Regulators worldwide recently doubled down on their efforts to regulate stablecoins. The Bank of England, for example, recently pointed out that payments by stablecoins should be regulated in the same way as all other payment types made by banks “if they become widely used”. A growing number of various financial watchdogs apparently see stablecoins as posing financial stability risks to the existing system. Surprisingly, eyeing such hard-to-explain threats they tend to play down the intricacies of Bitcoin. ECB President Christine Lagarde said in November last year that stablecoins could pose “serious risks.” if widely adopted. In her opinion, “they could threaten financial stability and monetary sovereignty”. Last week, U.S. Fed Chairman Powell also claimed that stablecoins or cryptocurrencies wouldn’t be needed “if we had a digital U.S. currency”, adding to a very popular misconception drawing parallels between currencies’ digitalization and the deregulated finance.

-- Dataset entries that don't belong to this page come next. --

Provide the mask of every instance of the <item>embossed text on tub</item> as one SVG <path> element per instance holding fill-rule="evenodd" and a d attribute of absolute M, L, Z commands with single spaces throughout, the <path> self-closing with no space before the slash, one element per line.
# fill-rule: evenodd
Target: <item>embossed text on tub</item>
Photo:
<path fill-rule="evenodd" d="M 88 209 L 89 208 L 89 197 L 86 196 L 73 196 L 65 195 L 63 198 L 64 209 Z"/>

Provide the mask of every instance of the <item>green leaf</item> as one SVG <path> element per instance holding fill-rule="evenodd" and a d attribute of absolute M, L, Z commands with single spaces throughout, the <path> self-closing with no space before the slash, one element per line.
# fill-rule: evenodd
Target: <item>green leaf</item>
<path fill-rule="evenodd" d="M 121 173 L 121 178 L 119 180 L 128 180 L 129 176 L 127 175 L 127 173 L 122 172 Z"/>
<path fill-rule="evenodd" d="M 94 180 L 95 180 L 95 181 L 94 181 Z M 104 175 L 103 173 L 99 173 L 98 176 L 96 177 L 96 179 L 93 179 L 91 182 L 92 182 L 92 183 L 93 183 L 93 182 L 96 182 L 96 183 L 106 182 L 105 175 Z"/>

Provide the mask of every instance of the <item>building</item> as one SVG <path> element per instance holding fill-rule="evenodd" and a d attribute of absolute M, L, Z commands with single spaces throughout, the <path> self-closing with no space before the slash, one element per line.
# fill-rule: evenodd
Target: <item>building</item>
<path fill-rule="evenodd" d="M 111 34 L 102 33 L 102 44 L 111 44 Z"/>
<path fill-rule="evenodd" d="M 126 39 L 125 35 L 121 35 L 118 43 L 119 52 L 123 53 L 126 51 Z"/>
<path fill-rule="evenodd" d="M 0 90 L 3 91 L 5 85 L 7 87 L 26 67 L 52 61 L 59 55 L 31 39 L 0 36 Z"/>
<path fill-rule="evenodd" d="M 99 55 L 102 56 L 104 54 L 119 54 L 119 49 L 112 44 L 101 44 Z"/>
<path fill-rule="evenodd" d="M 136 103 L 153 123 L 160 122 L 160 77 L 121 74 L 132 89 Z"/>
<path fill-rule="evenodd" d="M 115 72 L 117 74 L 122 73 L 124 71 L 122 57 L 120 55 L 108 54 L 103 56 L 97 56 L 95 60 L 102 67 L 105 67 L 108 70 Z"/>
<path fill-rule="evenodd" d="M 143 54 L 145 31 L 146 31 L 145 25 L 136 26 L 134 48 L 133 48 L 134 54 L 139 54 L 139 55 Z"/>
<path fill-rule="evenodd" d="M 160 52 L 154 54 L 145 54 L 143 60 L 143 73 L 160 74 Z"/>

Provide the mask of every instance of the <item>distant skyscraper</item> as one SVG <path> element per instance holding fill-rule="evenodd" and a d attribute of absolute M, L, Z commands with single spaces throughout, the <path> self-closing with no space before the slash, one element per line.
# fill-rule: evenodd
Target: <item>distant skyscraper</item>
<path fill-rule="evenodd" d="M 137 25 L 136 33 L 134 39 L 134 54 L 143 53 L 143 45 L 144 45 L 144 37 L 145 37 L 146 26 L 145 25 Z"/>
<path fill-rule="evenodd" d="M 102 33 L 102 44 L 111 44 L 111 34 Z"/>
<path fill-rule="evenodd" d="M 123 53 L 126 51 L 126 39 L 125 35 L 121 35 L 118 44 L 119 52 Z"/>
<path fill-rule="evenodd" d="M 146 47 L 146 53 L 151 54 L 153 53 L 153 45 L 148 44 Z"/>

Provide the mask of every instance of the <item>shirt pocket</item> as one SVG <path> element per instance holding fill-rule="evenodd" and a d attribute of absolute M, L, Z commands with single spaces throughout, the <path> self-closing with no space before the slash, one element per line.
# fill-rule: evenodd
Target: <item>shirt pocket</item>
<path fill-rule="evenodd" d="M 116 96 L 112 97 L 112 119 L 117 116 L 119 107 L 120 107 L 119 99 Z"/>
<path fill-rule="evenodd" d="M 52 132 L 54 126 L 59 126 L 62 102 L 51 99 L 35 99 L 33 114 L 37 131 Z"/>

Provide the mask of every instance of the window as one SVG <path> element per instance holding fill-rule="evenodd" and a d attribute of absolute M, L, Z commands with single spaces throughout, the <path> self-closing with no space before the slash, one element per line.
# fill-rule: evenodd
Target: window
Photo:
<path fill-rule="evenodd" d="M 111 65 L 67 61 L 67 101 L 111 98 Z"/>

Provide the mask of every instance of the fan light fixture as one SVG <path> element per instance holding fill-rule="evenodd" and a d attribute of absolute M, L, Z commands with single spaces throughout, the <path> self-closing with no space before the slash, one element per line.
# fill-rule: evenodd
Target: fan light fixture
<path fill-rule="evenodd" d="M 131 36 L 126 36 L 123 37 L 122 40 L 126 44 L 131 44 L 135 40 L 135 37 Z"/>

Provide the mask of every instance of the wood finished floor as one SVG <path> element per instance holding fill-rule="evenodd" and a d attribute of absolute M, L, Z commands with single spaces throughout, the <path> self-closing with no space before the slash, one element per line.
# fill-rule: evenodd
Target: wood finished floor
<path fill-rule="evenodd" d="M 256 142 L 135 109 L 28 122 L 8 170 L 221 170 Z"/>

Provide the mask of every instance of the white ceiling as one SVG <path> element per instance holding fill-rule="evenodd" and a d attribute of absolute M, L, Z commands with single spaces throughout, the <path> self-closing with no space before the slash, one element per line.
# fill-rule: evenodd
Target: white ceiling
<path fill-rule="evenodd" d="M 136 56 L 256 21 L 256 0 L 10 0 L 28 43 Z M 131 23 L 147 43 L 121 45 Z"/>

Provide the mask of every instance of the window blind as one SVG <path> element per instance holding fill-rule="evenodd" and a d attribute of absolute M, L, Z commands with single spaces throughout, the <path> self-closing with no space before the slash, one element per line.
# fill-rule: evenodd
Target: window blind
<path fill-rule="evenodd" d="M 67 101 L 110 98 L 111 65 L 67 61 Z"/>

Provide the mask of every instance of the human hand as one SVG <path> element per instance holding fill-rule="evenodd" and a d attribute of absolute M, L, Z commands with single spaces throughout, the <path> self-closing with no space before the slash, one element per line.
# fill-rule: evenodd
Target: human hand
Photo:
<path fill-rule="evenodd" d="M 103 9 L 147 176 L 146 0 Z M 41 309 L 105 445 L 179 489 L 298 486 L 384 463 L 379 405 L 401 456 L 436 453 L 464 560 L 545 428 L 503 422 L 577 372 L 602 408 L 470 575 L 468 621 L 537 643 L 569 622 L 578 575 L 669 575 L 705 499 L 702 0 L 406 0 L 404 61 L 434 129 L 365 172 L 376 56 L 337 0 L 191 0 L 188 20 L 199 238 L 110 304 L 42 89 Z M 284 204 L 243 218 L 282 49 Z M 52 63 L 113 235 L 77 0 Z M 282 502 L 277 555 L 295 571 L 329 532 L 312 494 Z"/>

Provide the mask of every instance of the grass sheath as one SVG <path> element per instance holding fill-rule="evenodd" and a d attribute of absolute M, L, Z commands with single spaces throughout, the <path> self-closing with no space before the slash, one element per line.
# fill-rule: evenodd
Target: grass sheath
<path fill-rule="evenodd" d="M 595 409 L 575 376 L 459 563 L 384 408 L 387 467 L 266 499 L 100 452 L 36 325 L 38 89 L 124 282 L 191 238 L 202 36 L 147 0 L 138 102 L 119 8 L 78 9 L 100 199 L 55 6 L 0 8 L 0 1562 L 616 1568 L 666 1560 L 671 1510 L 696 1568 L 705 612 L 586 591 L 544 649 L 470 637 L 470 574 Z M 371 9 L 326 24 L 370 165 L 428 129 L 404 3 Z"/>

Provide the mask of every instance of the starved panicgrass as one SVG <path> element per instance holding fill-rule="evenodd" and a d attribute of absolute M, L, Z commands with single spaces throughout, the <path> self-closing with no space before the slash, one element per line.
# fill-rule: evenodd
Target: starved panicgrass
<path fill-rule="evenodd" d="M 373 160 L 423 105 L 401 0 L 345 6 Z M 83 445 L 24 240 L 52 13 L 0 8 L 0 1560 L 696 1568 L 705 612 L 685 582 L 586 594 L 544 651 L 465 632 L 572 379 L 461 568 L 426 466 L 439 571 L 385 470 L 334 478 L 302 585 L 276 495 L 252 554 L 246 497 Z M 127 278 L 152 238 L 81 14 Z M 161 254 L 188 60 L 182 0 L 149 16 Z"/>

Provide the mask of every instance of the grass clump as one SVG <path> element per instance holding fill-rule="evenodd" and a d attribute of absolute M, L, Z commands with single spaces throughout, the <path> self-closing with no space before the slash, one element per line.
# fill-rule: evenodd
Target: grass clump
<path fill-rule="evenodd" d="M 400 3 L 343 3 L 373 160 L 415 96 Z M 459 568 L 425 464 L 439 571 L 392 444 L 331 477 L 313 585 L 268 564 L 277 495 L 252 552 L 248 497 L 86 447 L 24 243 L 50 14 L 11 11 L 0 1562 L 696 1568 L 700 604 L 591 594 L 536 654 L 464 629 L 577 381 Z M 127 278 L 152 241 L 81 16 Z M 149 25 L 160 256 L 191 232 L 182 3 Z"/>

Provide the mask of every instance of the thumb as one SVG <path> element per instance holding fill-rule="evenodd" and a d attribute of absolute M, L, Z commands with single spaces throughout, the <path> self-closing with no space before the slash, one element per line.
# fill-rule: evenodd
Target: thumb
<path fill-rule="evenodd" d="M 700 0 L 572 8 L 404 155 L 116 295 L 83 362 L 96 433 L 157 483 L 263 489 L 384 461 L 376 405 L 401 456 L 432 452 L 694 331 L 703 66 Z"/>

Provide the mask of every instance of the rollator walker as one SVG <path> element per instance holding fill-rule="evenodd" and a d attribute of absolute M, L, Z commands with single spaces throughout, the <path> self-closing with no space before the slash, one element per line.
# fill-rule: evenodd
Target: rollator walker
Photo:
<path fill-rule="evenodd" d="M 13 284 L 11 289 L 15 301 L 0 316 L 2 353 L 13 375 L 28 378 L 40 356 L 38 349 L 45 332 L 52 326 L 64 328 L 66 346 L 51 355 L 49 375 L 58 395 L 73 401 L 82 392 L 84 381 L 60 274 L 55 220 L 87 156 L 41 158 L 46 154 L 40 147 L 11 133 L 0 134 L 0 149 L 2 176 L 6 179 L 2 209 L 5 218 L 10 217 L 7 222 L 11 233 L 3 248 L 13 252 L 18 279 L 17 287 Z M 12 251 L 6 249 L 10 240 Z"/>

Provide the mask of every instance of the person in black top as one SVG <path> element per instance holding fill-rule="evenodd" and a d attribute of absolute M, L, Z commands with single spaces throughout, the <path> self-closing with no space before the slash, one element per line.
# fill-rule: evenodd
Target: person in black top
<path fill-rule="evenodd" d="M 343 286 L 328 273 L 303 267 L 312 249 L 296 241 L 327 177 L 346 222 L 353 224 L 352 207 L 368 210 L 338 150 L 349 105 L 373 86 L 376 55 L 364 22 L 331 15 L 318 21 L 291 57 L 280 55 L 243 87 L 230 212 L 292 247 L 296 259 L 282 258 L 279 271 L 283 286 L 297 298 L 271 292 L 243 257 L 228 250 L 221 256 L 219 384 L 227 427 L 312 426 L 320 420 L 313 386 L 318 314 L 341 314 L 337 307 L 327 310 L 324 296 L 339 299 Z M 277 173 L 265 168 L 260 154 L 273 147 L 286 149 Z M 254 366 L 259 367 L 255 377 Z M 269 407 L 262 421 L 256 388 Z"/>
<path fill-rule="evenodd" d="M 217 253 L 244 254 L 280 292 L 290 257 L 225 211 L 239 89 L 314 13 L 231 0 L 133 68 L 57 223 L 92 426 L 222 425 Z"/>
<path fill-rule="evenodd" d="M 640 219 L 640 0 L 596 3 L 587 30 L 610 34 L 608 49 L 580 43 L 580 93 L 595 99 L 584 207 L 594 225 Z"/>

What is going to happen next?

As always, we must consider several baseline scenarios, where the stablecoin issuers’ full and unquestioning compliance must be viewed as both the most welcomed and least realistic at the same time. More likely, once it becomes a law, the current stablecoin club will cease to exist followed by automatic conversions of the existing coins into new pseudo-USD-pegged coins at a 1:1 rate.

New “pseudos” (or whatever we like to call them) will not mention USD in their declarations (white papers) at all, while implying other mechanisms of stability and/or stabilizations against major world currencies. What would be these stability tools is anyone’s guess, however, it is given that crypto markets would still require the existence of the “con-stables”. As an obvious option, there will be more gold-backed stablecoins, which will benefit the prices of gold instead of USD at the end of the day.